For the last several months, I’ve been collecting eggs from 36 female Anolis sagrei from Gainesville, FL. This is for a project on linking the movement patterns and mating patterns of brown anoles. To be able to assess which males have mated with each of these females, I’ll be sequencing the DNA from the mothers, their offspring, and potential fathers, and then trying to figure out which males have fathered each female’s offspring. All this is to say that what I want from the eggs I’ve been collecting is the offspring’s DNA. To this end, I’ve been dissecting out embryos from eggs about ten days after laying, and storing the tissue for future genetic work.

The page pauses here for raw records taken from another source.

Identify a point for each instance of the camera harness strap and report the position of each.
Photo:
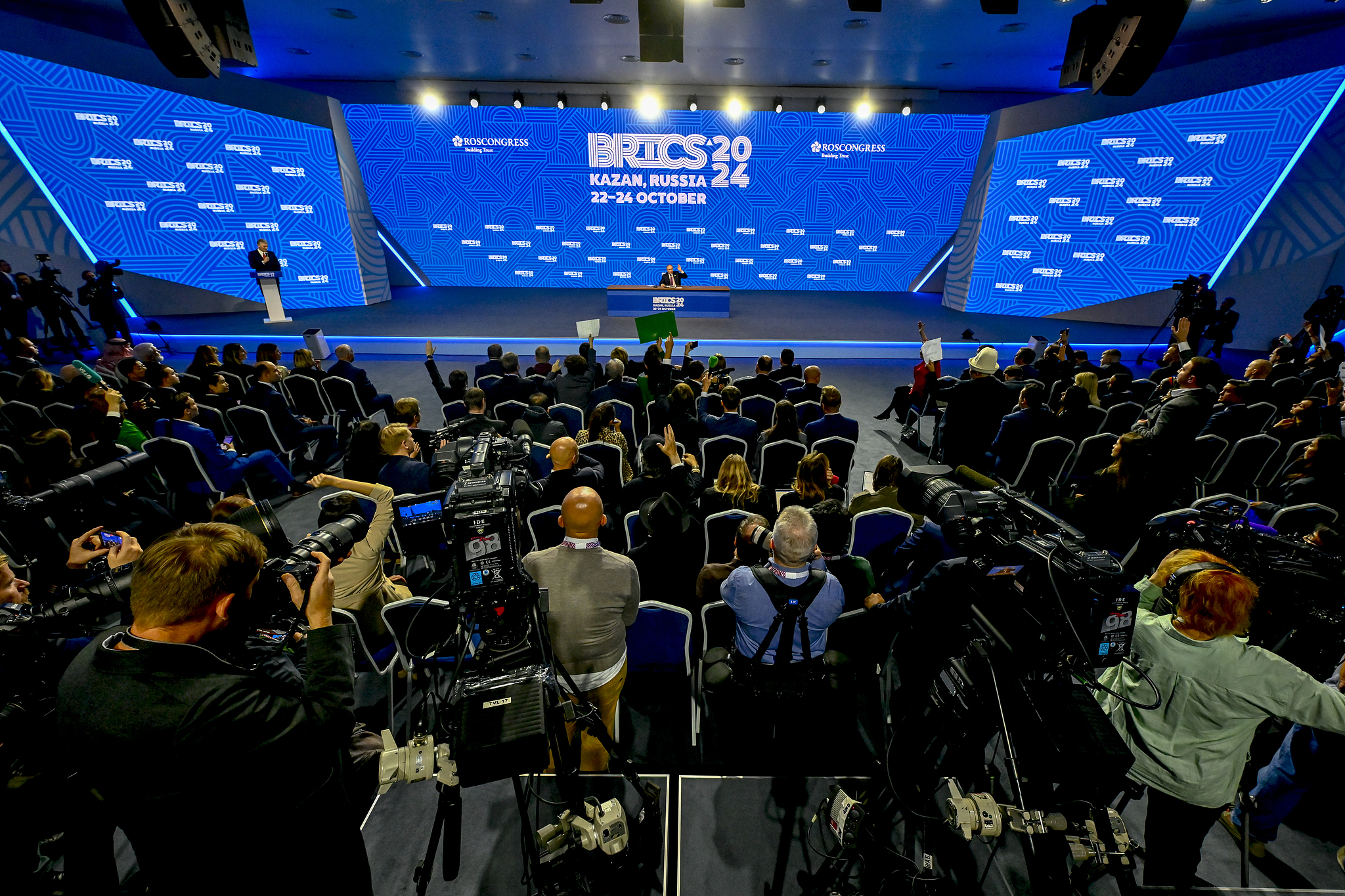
(791, 605)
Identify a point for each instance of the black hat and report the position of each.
(662, 513)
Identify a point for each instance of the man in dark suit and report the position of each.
(974, 412)
(831, 422)
(223, 465)
(732, 422)
(512, 389)
(373, 399)
(810, 391)
(1032, 422)
(787, 370)
(493, 364)
(294, 430)
(762, 383)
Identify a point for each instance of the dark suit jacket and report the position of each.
(831, 425)
(1017, 433)
(358, 377)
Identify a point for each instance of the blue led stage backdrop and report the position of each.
(498, 196)
(1122, 206)
(182, 188)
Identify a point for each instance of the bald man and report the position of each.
(569, 471)
(595, 597)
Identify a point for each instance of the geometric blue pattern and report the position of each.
(498, 196)
(1118, 207)
(181, 188)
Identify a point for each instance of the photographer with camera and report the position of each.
(1215, 689)
(179, 742)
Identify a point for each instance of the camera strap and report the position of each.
(791, 606)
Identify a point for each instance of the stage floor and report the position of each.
(822, 324)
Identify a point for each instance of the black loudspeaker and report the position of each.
(195, 38)
(1090, 34)
(1141, 38)
(661, 30)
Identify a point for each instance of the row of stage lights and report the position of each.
(650, 105)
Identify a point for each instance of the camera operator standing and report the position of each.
(1215, 691)
(190, 753)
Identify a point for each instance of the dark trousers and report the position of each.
(1174, 832)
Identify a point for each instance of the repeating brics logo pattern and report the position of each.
(496, 196)
(179, 187)
(1118, 207)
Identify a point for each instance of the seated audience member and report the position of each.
(603, 426)
(731, 422)
(1192, 654)
(813, 484)
(763, 383)
(831, 423)
(787, 370)
(973, 413)
(539, 419)
(663, 472)
(749, 542)
(1229, 418)
(292, 430)
(361, 585)
(786, 429)
(405, 472)
(173, 677)
(734, 489)
(307, 366)
(569, 471)
(490, 368)
(884, 494)
(854, 574)
(595, 597)
(810, 391)
(365, 456)
(222, 463)
(671, 557)
(1032, 422)
(512, 387)
(475, 421)
(369, 395)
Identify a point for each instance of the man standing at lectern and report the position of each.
(673, 278)
(263, 258)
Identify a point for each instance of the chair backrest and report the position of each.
(879, 532)
(659, 640)
(541, 526)
(839, 454)
(761, 409)
(808, 412)
(1094, 454)
(1044, 463)
(715, 450)
(510, 412)
(1301, 519)
(721, 531)
(635, 531)
(254, 429)
(780, 463)
(1121, 418)
(571, 417)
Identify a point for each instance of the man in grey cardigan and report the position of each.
(595, 597)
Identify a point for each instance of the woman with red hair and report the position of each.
(1215, 689)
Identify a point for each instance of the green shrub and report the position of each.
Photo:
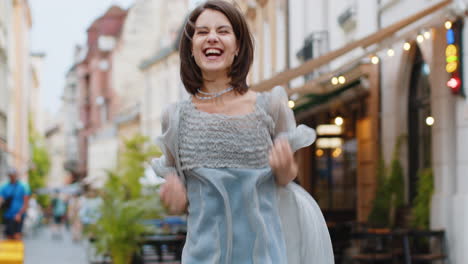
(389, 196)
(420, 213)
(124, 209)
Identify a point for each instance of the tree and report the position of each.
(40, 164)
(121, 226)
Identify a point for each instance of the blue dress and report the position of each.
(236, 213)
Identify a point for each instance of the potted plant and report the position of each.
(389, 196)
(121, 226)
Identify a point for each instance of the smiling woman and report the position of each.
(228, 155)
(210, 30)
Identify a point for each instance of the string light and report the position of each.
(427, 34)
(337, 152)
(420, 38)
(430, 121)
(319, 152)
(339, 121)
(334, 81)
(341, 79)
(407, 46)
(448, 24)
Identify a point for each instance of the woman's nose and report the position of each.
(212, 37)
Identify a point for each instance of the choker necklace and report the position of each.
(212, 95)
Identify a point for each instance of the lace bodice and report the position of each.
(223, 141)
(196, 139)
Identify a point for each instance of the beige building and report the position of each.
(21, 79)
(162, 84)
(146, 28)
(378, 70)
(6, 8)
(35, 104)
(55, 144)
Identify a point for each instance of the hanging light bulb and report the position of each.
(339, 121)
(407, 46)
(427, 34)
(448, 24)
(430, 121)
(334, 80)
(341, 79)
(420, 38)
(319, 152)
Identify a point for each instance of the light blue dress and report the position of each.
(236, 212)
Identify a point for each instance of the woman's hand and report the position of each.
(174, 195)
(282, 162)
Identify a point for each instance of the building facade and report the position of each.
(21, 81)
(72, 123)
(6, 8)
(379, 78)
(97, 100)
(162, 83)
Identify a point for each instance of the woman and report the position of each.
(228, 155)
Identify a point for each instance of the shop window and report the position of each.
(335, 164)
(419, 112)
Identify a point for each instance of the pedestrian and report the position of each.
(228, 154)
(74, 207)
(14, 200)
(59, 209)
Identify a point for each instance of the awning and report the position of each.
(310, 65)
(4, 148)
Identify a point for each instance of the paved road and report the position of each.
(43, 249)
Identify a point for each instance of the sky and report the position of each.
(58, 25)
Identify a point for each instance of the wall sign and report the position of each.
(453, 56)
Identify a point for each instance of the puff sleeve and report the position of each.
(165, 164)
(284, 122)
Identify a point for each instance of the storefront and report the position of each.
(414, 93)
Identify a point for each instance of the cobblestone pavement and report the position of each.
(42, 248)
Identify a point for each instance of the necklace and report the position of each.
(212, 95)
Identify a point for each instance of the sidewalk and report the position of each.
(42, 249)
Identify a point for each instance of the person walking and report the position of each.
(59, 209)
(14, 200)
(228, 154)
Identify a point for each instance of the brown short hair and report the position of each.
(191, 74)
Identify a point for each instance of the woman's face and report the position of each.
(214, 43)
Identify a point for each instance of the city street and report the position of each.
(42, 249)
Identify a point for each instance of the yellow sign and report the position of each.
(451, 53)
(451, 67)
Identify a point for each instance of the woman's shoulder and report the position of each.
(269, 99)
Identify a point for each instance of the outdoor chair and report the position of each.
(373, 246)
(425, 246)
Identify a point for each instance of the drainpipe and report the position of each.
(288, 39)
(379, 26)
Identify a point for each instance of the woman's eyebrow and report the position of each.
(220, 27)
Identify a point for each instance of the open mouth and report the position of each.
(213, 53)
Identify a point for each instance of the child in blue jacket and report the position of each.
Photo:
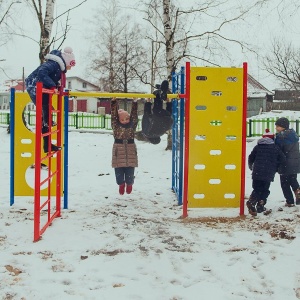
(288, 141)
(264, 161)
(52, 74)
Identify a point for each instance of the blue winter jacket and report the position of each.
(49, 73)
(265, 159)
(288, 142)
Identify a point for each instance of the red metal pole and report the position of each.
(187, 141)
(59, 154)
(244, 133)
(38, 133)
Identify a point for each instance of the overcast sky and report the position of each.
(259, 31)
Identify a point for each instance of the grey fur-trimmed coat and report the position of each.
(124, 155)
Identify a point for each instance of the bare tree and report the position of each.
(117, 51)
(46, 22)
(283, 62)
(196, 33)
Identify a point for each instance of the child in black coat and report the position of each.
(264, 161)
(52, 74)
(156, 121)
(288, 141)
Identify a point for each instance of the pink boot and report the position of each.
(128, 189)
(122, 188)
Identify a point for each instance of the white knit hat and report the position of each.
(69, 57)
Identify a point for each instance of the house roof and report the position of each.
(18, 84)
(256, 89)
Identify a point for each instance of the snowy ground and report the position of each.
(107, 246)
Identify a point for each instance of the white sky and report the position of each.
(258, 30)
(107, 246)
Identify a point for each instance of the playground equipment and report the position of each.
(213, 159)
(209, 134)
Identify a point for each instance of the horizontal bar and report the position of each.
(119, 95)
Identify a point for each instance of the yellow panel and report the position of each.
(215, 147)
(24, 151)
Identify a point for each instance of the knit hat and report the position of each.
(69, 57)
(268, 134)
(123, 113)
(283, 122)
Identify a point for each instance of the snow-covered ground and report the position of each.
(107, 246)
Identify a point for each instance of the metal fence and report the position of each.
(76, 120)
(255, 127)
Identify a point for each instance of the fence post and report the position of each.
(76, 120)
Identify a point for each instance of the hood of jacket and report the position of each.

So far, the females have laid over 300 eggs, and dissecting embryos out of them has gotten a little monotonous. So I didn’t pay any special attention to an egg that looked perhaps a bit bigger than normal. I was shocked, though, when two seemingly healthy embryos popped out of it!
My initial excitement waned when I realised that twins are not that rare in humans, but returned when two anole breeding experts (AA correspondents Thom Sanger and Anthony Geneva) said that they haven’t seen anything quite like this before. In Thom’s words, “I’ve only found two [twins] in over a decade of dissecting eggs, both were conjoined and inviable. I think you have something special.”
Have any of you seen anything like this before?